Five Cans a Day
Brown urine. Yellow skin. A construction worker somewhere in Florida showed up at the doctor’s office wondering what was happening to his body, and when they ran the blood work, the numbers came back almost unreadable.
His liver enzymes were shot. Bilirubin—the bile pigment that makes your skin that sickly yellow—was way too high. But the really strange thing was the vitamin levels. B12, folate—they were so far above normal that the lab couldn’t actually measure them. The numbers just stopped making sense.
He drank maybe some beer here and there, kept himself reasonably healthy otherwise. But for the past few weeks, he’d been knocking back around five energy drinks every single day. Construction work is exhausting. The sun beats down, your body aches, and eventually you reach for whatever’s going to keep you upright. That was his solution.

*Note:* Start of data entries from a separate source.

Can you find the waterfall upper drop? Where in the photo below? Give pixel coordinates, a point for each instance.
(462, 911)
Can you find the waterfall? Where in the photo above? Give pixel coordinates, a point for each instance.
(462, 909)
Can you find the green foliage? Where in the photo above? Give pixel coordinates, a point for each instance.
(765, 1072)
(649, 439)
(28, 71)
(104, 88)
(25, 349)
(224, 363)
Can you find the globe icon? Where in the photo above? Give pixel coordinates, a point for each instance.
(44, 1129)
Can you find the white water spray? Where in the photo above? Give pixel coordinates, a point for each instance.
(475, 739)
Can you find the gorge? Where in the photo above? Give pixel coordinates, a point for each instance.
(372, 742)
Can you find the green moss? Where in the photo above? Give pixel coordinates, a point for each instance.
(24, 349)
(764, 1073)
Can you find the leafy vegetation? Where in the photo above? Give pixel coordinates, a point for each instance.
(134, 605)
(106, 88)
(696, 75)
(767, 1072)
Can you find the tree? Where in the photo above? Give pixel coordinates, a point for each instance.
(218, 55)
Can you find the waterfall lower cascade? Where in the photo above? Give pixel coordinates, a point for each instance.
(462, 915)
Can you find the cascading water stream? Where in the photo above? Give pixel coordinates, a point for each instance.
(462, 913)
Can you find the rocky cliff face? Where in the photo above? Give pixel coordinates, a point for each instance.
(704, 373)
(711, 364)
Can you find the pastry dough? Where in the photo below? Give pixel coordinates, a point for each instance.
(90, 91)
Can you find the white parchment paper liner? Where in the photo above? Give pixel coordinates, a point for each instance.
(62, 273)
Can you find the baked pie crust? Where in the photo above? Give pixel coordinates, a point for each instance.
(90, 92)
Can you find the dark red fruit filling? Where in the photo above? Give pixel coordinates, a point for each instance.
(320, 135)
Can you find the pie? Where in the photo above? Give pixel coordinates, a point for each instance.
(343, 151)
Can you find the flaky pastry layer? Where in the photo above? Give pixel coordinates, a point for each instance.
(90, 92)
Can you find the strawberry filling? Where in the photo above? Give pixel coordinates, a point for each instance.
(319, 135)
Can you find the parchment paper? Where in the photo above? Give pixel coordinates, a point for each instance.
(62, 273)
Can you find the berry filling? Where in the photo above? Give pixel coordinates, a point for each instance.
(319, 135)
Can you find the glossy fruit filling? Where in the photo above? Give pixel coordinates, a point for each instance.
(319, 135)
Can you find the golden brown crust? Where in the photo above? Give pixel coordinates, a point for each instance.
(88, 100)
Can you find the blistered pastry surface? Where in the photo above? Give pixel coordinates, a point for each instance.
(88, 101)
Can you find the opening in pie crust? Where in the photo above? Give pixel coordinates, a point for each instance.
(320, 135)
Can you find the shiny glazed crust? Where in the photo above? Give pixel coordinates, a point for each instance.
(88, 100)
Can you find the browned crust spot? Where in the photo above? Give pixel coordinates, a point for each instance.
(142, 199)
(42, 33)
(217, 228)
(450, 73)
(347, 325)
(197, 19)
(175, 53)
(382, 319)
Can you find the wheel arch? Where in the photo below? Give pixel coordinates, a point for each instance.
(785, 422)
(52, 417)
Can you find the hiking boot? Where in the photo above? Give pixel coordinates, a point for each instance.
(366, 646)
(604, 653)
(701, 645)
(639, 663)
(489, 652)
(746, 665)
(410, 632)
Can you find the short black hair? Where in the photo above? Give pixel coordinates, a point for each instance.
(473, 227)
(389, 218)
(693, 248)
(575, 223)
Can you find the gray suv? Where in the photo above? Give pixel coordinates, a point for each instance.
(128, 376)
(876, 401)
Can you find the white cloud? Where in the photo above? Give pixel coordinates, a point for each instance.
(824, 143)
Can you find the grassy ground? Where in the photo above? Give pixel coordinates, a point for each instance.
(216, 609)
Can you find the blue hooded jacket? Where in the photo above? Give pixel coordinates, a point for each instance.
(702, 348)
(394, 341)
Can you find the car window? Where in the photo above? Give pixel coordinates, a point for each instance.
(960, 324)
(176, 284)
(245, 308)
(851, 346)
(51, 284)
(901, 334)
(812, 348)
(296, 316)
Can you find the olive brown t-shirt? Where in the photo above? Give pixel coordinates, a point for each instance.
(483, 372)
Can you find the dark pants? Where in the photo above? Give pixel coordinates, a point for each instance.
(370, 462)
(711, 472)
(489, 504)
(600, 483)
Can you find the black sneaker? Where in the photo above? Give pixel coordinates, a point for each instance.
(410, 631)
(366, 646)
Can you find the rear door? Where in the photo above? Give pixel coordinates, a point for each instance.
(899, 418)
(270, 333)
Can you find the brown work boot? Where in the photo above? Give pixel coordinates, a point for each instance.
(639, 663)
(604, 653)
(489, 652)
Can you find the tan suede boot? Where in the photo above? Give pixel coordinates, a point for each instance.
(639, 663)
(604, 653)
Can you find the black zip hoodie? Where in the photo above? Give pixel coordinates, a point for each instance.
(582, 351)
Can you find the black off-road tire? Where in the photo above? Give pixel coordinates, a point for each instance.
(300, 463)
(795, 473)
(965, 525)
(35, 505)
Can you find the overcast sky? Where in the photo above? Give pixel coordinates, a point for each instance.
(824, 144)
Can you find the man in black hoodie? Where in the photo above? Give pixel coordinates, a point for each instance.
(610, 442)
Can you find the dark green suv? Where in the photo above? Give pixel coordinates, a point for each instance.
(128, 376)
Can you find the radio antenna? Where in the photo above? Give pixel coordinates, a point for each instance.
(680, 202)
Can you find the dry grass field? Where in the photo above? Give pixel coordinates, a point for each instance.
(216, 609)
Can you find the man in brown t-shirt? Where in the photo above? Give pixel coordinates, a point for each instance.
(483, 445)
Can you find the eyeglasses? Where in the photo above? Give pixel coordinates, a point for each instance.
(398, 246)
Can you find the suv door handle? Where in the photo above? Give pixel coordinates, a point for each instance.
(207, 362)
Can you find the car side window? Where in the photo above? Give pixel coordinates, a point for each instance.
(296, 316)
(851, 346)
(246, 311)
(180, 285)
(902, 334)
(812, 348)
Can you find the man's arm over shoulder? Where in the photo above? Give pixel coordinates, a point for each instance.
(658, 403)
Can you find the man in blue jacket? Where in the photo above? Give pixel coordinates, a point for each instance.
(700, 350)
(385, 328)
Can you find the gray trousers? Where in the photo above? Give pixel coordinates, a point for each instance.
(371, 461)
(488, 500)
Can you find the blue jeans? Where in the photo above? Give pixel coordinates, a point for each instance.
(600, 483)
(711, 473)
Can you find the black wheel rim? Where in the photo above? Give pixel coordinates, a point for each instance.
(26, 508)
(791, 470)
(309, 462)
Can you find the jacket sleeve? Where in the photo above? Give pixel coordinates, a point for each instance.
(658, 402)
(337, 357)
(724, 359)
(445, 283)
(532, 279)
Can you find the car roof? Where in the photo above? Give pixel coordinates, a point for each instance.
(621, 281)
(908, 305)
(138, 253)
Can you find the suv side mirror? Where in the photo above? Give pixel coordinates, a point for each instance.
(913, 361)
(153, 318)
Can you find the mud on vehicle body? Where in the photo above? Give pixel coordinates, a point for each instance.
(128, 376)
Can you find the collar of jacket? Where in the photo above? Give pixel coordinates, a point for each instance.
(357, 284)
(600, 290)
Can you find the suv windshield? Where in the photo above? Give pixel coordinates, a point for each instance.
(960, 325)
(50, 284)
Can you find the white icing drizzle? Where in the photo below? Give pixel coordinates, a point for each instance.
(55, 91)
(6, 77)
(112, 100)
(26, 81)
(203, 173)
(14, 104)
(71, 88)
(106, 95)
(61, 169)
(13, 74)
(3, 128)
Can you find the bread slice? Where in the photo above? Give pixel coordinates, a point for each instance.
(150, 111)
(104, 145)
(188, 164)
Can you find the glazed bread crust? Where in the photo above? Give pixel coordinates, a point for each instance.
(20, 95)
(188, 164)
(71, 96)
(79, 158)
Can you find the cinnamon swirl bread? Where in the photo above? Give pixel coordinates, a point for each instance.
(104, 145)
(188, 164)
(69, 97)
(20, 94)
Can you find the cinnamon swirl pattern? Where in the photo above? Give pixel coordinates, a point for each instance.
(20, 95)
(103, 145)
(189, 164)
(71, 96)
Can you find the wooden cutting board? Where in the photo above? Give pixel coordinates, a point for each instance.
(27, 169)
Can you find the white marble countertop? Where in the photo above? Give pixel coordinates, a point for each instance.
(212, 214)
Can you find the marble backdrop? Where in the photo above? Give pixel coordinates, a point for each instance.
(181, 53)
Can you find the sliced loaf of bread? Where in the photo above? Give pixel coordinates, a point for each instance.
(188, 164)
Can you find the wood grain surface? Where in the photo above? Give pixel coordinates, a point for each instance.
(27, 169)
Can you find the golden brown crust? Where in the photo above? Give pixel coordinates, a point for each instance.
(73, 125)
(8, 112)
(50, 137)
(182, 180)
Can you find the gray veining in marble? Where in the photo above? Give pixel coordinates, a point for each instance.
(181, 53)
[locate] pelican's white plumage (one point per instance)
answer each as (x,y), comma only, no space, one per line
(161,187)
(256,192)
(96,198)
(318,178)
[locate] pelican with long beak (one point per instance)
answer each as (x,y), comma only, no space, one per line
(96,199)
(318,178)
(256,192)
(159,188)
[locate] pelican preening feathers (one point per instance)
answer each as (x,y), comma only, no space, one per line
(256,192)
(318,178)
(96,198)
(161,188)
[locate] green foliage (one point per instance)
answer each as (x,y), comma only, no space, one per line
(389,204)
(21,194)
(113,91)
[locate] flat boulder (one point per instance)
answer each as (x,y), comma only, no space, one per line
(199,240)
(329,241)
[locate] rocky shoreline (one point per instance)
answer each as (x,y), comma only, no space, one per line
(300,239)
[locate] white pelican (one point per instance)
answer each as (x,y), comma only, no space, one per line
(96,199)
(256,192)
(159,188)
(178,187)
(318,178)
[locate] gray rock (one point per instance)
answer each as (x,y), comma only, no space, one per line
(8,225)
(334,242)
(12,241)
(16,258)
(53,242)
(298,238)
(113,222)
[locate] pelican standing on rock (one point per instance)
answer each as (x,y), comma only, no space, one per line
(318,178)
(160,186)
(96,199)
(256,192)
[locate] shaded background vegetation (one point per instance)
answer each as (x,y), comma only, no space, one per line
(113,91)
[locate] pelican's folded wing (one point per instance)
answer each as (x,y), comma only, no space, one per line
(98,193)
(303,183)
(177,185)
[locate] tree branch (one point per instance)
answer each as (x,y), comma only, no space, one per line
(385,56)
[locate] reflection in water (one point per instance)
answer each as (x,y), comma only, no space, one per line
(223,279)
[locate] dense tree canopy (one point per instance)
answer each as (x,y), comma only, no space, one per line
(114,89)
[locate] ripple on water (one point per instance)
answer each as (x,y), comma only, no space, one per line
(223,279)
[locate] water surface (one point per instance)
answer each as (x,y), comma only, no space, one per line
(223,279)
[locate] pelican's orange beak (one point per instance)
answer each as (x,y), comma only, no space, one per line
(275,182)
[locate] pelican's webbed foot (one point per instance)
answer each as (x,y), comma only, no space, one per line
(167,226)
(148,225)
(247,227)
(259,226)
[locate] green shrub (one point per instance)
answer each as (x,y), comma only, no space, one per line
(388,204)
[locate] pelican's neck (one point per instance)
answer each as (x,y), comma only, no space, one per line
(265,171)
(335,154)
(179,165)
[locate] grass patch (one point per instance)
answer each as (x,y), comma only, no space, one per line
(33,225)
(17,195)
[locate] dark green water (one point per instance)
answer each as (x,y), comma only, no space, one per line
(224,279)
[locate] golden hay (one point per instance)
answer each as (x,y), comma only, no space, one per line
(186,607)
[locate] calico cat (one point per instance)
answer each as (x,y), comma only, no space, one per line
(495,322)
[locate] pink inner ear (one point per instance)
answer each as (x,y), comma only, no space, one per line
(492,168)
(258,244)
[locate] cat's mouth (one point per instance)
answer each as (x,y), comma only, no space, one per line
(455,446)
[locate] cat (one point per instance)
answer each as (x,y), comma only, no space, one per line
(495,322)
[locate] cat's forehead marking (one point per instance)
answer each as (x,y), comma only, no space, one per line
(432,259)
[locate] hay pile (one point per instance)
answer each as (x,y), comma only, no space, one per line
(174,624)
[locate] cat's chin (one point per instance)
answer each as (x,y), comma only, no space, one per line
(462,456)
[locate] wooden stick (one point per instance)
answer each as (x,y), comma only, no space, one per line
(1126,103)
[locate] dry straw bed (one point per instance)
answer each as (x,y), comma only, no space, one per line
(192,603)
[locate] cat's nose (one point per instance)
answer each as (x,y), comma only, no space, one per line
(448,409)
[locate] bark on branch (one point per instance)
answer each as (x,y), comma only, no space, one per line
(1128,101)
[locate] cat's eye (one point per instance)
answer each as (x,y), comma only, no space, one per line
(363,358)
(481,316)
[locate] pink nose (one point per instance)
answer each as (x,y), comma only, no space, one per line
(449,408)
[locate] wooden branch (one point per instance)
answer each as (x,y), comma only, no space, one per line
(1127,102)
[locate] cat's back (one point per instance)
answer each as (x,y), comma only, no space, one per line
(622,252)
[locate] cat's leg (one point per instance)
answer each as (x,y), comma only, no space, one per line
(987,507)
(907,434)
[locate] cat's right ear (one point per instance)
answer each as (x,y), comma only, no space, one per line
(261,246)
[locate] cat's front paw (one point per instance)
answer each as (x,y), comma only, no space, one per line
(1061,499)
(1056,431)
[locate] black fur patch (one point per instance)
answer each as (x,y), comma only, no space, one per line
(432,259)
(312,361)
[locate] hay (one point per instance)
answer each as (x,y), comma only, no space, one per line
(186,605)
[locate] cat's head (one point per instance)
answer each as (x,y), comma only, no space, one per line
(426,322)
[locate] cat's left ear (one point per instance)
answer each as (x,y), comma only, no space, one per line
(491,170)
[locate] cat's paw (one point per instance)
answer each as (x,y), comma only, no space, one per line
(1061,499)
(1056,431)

The doctors eliminated everything else. Hepatitis, autoimmune disease, genetic stuff—nothing fit. What kept pointing back at him was the energy drinks. Manufacturers dump B vitamins and folate into these things by the megadose, marketing them as health boosters, brain fuel, endurance accelerators. Sounds good on the label. The problem is that too many vitamins is just as bad as too few, and when you’re drinking five cans a day, you’re not supplementing—you’re overdosing.
Most people get enough B vitamins and folate from regular food. You don’t need an energy drink to fix that. But the labeling creates this impression that you do, that you’re doing something smart by consuming these fortified concoctions. It’s a sales pitch disguised as health.
After he quit the drinks, his numbers came back down. His liver recovered. He got lucky in that way—his body had enough reserves to bounce back. Nothing dramatic happened, no dramatic moment of reckoning. Just a guy who got sick from something he thought was helping him, and who felt better once he stopped.